Daniel Mason is author of The Piano Tuner, A Far Country, The Winter Soldier, A Registry of My Passage Upon the Earth—a finalist for the Pulitzer Prize. His most recent novel, North Woods, was a New York Times Bestseller, a New York Times and Washington Post Top 10 Book of 2023, and finalist for the National Book Critics Circle Award. His writing has been translated into 28 languages, awarded a Guggenheim Fellowship, the Joyce Carol Oates Prize, a Fellowship from the National Endowment for the Arts, and his short stories have been selected for Best American Short Stories, a National Magazine Award, and an O. Henry Prize.
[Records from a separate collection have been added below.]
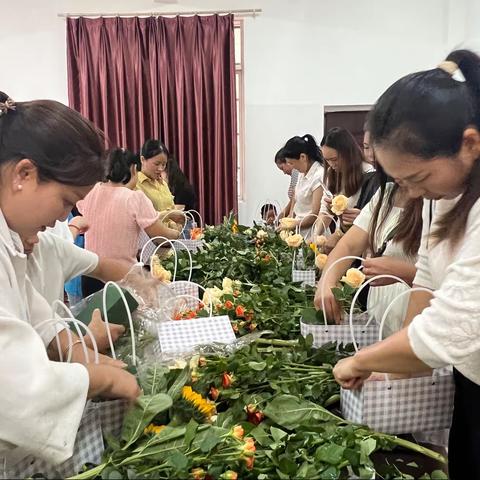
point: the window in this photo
(239, 95)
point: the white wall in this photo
(300, 55)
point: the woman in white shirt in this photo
(50, 157)
(425, 130)
(347, 173)
(389, 227)
(304, 155)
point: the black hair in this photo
(119, 164)
(64, 146)
(306, 145)
(280, 156)
(348, 179)
(179, 185)
(425, 114)
(408, 230)
(152, 148)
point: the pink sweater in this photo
(116, 216)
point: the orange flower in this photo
(227, 380)
(238, 432)
(249, 461)
(214, 393)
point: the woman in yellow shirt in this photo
(154, 156)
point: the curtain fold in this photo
(167, 78)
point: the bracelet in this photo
(67, 349)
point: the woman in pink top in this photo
(117, 214)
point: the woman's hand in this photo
(349, 216)
(347, 374)
(107, 381)
(332, 308)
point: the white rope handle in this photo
(357, 294)
(129, 315)
(158, 247)
(324, 276)
(387, 311)
(190, 271)
(186, 296)
(191, 212)
(78, 324)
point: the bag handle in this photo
(357, 294)
(387, 311)
(186, 296)
(129, 315)
(64, 321)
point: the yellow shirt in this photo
(157, 192)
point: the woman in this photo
(117, 214)
(43, 399)
(389, 227)
(154, 157)
(425, 131)
(303, 154)
(346, 174)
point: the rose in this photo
(294, 241)
(353, 277)
(320, 261)
(288, 223)
(339, 204)
(262, 234)
(320, 241)
(227, 285)
(284, 234)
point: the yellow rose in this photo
(339, 204)
(353, 277)
(227, 285)
(159, 272)
(212, 296)
(320, 260)
(294, 241)
(288, 223)
(284, 234)
(320, 241)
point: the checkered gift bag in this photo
(88, 448)
(402, 405)
(178, 336)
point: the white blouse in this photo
(448, 331)
(41, 401)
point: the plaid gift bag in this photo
(402, 405)
(88, 448)
(179, 336)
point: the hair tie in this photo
(452, 69)
(7, 105)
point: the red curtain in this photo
(171, 79)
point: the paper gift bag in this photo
(88, 448)
(402, 405)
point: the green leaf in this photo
(145, 409)
(277, 434)
(179, 383)
(330, 453)
(177, 460)
(190, 432)
(257, 366)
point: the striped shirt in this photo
(293, 183)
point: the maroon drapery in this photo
(171, 79)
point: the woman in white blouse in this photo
(347, 173)
(305, 156)
(389, 228)
(43, 399)
(426, 134)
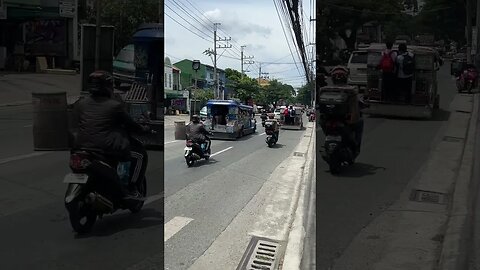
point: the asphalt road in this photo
(393, 150)
(36, 233)
(201, 201)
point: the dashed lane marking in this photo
(221, 151)
(174, 226)
(15, 158)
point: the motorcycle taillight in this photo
(78, 161)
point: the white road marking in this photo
(153, 198)
(219, 152)
(174, 226)
(10, 159)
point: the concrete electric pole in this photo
(243, 62)
(218, 95)
(97, 34)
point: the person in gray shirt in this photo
(405, 70)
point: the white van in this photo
(357, 65)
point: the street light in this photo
(196, 67)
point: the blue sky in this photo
(248, 22)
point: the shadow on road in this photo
(111, 225)
(358, 170)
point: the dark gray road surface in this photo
(213, 193)
(36, 233)
(392, 152)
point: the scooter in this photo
(89, 194)
(338, 151)
(467, 80)
(195, 152)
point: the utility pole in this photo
(215, 47)
(469, 31)
(243, 58)
(97, 35)
(260, 73)
(477, 26)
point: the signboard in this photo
(67, 8)
(3, 10)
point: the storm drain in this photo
(428, 196)
(452, 139)
(261, 253)
(298, 154)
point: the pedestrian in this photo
(388, 68)
(405, 63)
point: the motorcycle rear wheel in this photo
(142, 188)
(81, 223)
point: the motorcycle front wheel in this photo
(81, 219)
(142, 188)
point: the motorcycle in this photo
(338, 151)
(467, 80)
(89, 194)
(195, 152)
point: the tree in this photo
(125, 15)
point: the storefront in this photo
(30, 29)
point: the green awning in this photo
(173, 94)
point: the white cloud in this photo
(251, 23)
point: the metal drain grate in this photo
(452, 139)
(428, 196)
(298, 154)
(261, 253)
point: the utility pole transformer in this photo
(218, 95)
(243, 58)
An assistant professor in the Stanford University Department of Psychiatry, his research and teaching interests include the subjective experience of mental illness and the influence of literature, history, and culture on the practice of medicine.
Our deepest thanks to Daniel Mason for judging, to The Burdine Johnson Foundation and the Tasajillo Residency for their generous support of this contest, and to all of you for submitting your stories. And congrats to the winners!